Comment The beginning of a new era (Score 5, Interesting) 68
For the past 25 years, there have always been between 2 and 5 concurrently-supported versions of Windows Desktop:
- Windows NT 3.1 Workstation was supported from July 1993 to December 2000, nearly a year after Windows 2000's release in early 2000
- Windows NT 3.5 and 3.51 Workstation were supported from late 1994/early 1995 to December 2001, two months after the release of Windows XP
- Windows NT 4.0 Workstation was supported from August 1996 to June 2004, about a year after the ill-fated Windows XP for Itanium (which itself was followed by Windows XP for amd64 two years later)

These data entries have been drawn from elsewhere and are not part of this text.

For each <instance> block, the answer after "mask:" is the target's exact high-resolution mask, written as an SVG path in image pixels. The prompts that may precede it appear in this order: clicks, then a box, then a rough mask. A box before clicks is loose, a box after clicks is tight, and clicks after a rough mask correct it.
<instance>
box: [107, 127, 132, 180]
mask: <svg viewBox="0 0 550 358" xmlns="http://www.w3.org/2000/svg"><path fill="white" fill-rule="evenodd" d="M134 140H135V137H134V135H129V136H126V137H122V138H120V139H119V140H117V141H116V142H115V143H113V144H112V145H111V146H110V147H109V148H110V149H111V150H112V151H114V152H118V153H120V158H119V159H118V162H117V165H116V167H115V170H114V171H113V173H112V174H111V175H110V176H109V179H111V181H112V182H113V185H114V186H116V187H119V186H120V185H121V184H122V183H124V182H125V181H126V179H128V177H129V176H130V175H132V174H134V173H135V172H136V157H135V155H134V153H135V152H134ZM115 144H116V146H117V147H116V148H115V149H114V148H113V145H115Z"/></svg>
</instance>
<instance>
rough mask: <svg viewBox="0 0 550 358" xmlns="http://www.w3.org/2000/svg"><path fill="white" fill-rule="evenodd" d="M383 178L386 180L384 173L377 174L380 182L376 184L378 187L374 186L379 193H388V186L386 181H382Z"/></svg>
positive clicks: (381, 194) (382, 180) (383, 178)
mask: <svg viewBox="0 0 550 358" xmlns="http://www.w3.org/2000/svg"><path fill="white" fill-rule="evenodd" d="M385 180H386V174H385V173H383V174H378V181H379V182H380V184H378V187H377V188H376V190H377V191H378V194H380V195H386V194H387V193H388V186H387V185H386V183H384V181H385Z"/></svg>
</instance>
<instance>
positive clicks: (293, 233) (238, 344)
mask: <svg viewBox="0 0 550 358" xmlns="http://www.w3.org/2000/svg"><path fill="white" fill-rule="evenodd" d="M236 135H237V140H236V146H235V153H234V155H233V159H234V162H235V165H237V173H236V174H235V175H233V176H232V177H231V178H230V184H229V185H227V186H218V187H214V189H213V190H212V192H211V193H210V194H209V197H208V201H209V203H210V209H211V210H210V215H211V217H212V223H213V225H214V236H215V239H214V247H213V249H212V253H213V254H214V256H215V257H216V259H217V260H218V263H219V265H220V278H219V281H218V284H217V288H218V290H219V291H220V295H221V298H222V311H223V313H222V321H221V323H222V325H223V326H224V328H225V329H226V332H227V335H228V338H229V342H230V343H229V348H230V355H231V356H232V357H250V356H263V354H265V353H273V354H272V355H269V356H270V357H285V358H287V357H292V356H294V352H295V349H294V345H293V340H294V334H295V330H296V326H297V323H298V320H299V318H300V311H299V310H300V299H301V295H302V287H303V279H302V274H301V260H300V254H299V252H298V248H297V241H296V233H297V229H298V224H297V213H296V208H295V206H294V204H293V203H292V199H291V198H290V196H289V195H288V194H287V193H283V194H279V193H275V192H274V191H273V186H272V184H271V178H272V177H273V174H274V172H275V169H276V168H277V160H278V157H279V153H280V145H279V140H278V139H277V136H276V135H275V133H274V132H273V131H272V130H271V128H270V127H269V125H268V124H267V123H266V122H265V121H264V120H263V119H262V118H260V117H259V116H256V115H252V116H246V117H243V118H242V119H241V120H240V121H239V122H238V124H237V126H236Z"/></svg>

- Windows 2000 was supported from February 2000 to July 2010, about 9 months after Windows 7 came out
- Windows XP was supported from October 2001 to April 2014, about six months after the release of Windows 8.1
- Windows Vista was supported from January 2007 to April 2017, just under two years into Windows 10
- Windows 7 was supported from October 2009 to January 2020, four and a half years into Windows 10
- Windows 8 was supported from October 2012 to January 2016 (before Vista!), at which point you had to upgrade to 8.1
- Windows 8.1 was supported from October 2013 to January 2023, a year and a half into Windows 11
- Windows 10 was supported from July 2015 until today, October 2025, 4 years into Windows 11
- Windows 11 was released in October 2021
For the first time ever, there is now exactly ONE supported version of Windows Desktop (excluding the various feature updates, and also excluding the Enterprise LTSC versions because, let's face it, nobody's legitimately running those at home). I'm sure Microsoft is thrilled that they don't have to worry about supporting old desktops anymore (aside from the people paying for up to 3 years of extended support).